Investing may feel intimidating for kids at first, but learning early pays off in more ways than one. And you don’t have to do it alone! That’s where KidVestors comes in.
At KidVestors, we make financial literacy fun and engaging for kids. We believe that learning how to manage money shouldn’t feel like a chore, so we use avatars and games, animated videos, and interactive activities that capture kids’ interest and make learning about money enjoyable. Your child will learn the basics of saving, investing, entrepreneurship and smart spending—key skills that can serve them well throughout life.
Our platform also includes virtual stock trading across global exchanges, so kids can practice investing in a safe, risk-free environment. They can explore how stocks grow over time, experiment with different strategies, and get a feel for how the market works, all while earning KV Bucks™ rewards along the way to convert into REAL CASH. And for you, it’s peace of mind that your child is building financial knowledge they’ll carry with them into adulthood.

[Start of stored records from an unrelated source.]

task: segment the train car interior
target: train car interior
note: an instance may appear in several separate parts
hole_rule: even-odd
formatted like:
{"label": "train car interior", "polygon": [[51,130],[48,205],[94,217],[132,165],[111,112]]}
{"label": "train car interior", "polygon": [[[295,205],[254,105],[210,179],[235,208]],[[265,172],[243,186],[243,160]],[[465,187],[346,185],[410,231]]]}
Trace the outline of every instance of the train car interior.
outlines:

Building Financial Knowledge, One Investment at a Time
Opening a Custodial Roth IRA is more than just setting up a retirement account—it’s a valuable opportunity to introduce your child to the power of investing and compounding interest. By helping them start young, you’re giving them a solid financial foundation, and with KidVestors by your side, they’ll have the tools to grow into savvy, confident investors. Let’s make the future bright—one investment at a time!